The investment manager Heartland Advisors appears to have gotten a win when Analysts International followed its suggestion and gave up efforts to remain independent. A firm called American CyberSystems Inc. is acquiring Analysts in a $35 million deal.
But Heartland is a Milwaukee value investor, not some aggressive New York hedge fund, and its shareholder activism is of the gentlest sort. Maybe give credit to Heartland for a nudge, because all it really did was point out the obvious — that continuing to own a piece of a small public company with limited growth prospects and a deflated stock was aggravating.
There’s no better example of its kind of softball shareholder activism than the conversation that took place last November on a quarterly investor conference call, when Heartland’s Jason Schacht asked Analysts CEO Brittany McKinney what benefit she saw in being publicly held.
“And given the stagnant share price,” Schacht continued, “what needs to change before you would think about strategic alternatives that would maybe make this a private company or a piece of a larger company?”
It’s impossible to know from a transcript, but it’s easy enough to imagine this scene: McKinney, seated next to a speaker phone in an Analysts conference room with her chief financial officer, hears Schacht’s question. And sighs.
They had had this conversation before.
“I will say, just part of our normal management planning process, we’re always looking at all of our strategic options,” McKinney responded. “It is a complicated space to be in being the size we are and a public company. However, we are and we look at those options.”
Schacht, who has since left Heartland, knew perfectly well that McKinney saw little value in being public and didn’t enjoy presiding over a stagnant stock. And Analysts was hardly alone in this category of companies. Without looking at a Star Tribune 100 list of Minnesota companies, it’s easy to name half a dozen others.
The reason these companies languish is not due to management and board complacency, but not having that many good options. “They are kind of locked in,” said Tom Niemiec, a longtime Twin Cities investment banker and consultant. “I don’t think they are locked in by choice.”
So why not just sell? Activist shareholders badgering management might not buy this, but the hesitation to do so is also about shareholder value. Selling at a low price, is, well, selling at a low price. The valuation on an exit would be so much greater after even a year of significant growth.
And that’s what Analysts tried — for years.
Analysts, based in Edina, is an information-technology consulting company that in its heyday was a leading provider of programmers and other technical staffers to go work at its clients’ facilities.
Neither Heartland, which owns 9.3 percent of Analysts, or the company would discuss this situation. I did reach Fred Lang, who founded the company in 1966 and led it to more than $600 million in annual revenue and a market capitalization in excess of $800 million by the late 1990s. He explained that he only merged it with a public shell company to get on the public market because he wanted to use stock options to attract hard-to-find programmers. “And it worked rather well,” he said.
Since participating in the Y2K boom for IT services that led up to the year 2000, not much has worked that well for Analysts.
With revenue well down from its fiscal 1999 peak, Analysts in early 2005 announced a merger of equals with New Jersey-based Computer Horizons.
Its shareholders overwhelmingly supported the deal, but Computer Horizons had some aggressive activists among shareholders who not only voted down the Analysts merger, they then ousted its board and approved a plan of liquidation.
After that stinging rejection, Analysts said it was optimistic going ahead alone, but it never quite found the right formula. What McKinney was pursuing was a plan she called “simple,” and it was, if put up on a white board. She wanted to pursue large accounts she called “strategic,” focus on geographic areas where Analysts had a strong presence and sell more application-based services that had higher billing rates and margins.
The thing is, her plan was not that different from what had been tried already.
If returning the company to profitable growth were easy, Jeff Baker would have done it, rather than leaving the company in early 2007 after a little over a year in the CEO’s job.

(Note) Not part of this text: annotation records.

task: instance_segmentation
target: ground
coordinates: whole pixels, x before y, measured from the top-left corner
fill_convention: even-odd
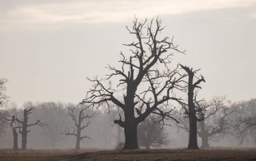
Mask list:
[[[0,150],[0,160],[256,160],[256,148],[102,150]]]

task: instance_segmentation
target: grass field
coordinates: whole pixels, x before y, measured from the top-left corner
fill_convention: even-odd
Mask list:
[[[256,160],[256,148],[0,151],[0,160]]]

Or Elmer Baldwin would have, before leaving under pressure in late 2009. Or Andrew Borgstrom, who then gave the CEO job about nine months.

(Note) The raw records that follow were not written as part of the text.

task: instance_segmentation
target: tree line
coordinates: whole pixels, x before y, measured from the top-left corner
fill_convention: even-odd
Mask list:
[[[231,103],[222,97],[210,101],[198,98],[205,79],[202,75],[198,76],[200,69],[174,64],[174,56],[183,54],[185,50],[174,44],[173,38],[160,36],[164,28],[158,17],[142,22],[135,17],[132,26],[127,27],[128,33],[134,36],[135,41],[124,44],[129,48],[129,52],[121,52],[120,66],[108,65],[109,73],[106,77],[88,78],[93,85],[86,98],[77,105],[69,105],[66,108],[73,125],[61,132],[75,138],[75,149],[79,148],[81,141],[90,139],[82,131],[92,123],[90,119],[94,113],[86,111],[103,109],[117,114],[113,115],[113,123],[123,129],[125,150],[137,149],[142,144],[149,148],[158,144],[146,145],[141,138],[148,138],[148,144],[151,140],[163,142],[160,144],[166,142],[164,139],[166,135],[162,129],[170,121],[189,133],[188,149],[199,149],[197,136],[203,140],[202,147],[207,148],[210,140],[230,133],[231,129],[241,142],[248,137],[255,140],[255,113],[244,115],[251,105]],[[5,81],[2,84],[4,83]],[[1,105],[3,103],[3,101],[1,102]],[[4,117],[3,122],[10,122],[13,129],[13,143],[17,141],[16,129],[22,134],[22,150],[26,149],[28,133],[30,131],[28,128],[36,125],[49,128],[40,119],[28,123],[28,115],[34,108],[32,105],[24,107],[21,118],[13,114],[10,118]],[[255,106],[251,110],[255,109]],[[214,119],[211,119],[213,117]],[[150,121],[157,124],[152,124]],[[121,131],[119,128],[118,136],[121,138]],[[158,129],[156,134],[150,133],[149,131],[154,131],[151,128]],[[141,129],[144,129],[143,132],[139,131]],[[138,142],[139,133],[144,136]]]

McKinney’s tenure started with an increase in revenue and earnings for 2011, but both slipped in 2012. In the most recent period, the first six months of the 2013, revenue has declined 6.5 percent, to $50.3 million.

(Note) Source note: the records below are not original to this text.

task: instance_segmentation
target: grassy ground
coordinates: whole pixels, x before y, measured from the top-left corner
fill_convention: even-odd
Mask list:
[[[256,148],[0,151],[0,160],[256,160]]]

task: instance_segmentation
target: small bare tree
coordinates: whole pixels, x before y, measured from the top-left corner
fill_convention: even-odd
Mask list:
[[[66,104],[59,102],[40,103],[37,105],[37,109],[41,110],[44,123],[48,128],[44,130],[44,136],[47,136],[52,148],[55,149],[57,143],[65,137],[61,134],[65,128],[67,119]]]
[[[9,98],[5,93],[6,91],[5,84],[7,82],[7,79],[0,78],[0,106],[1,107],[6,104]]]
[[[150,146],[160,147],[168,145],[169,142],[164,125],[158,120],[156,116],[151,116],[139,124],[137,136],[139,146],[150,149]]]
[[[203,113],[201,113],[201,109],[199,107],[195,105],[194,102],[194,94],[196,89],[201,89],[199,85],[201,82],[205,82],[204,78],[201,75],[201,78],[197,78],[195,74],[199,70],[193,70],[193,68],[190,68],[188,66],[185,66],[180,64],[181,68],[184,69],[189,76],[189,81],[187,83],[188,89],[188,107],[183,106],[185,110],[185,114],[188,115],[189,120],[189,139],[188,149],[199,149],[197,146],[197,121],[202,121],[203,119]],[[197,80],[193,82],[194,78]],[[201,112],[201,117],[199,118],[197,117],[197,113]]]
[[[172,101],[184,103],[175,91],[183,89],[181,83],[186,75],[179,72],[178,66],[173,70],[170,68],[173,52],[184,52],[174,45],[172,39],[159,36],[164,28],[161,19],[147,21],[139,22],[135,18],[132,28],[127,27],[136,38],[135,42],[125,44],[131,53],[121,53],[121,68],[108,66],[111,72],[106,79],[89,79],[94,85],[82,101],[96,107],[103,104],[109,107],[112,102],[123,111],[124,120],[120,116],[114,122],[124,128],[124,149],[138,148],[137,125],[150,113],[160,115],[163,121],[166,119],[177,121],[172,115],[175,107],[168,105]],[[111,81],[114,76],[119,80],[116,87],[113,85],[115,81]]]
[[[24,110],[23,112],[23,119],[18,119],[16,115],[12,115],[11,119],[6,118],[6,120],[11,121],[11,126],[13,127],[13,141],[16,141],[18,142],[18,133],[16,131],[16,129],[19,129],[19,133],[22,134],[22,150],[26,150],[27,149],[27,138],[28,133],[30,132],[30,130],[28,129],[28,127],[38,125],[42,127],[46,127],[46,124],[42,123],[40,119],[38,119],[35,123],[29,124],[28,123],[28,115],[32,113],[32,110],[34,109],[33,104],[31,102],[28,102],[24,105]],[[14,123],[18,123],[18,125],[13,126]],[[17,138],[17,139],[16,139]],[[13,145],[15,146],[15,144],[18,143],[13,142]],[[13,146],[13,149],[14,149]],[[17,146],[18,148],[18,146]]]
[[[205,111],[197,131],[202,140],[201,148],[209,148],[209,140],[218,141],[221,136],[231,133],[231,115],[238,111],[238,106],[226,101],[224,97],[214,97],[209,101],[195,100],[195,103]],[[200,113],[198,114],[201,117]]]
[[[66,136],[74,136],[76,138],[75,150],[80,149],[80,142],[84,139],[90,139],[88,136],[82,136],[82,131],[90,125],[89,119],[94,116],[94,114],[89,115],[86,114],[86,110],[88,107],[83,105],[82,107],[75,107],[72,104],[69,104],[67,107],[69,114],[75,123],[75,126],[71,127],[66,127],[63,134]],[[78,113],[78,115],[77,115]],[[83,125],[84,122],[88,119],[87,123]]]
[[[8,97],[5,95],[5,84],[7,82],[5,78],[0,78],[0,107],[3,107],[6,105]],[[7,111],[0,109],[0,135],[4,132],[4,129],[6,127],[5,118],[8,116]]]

And it turns out that the nudge from Heartland was enough for McKinney and the board to seek a buyer.
In a filing made last week recommending that shareholders tender their shares, Analysts explained that in December’s regular board meeting, McKinney went through the list of issues related to the company’s relatively small size. It was covering ground she and her directors had covered before.
This time, though, she also reported that the day before, Heartland in a Securities and Exchange Commission filing had urged them to please find a buyer.
Within weeks the investment banking firm of Cherry Tree & Associates was looking at Analysts’ options, and at the end Analysts’ board settled on American CyberSystems.
At a price of $6.45 per share, when the deal closes it will be far less than the valuation in the 2005 failed merger and a small fraction of the all-time peak valuation reached in early 1998. At a 62 percent premium to the average price over the previous 30 days, however, and given the history of the last decade, perhaps the best way to describe the transaction is with the word Lang used.
The buyout, he said, was “practical.”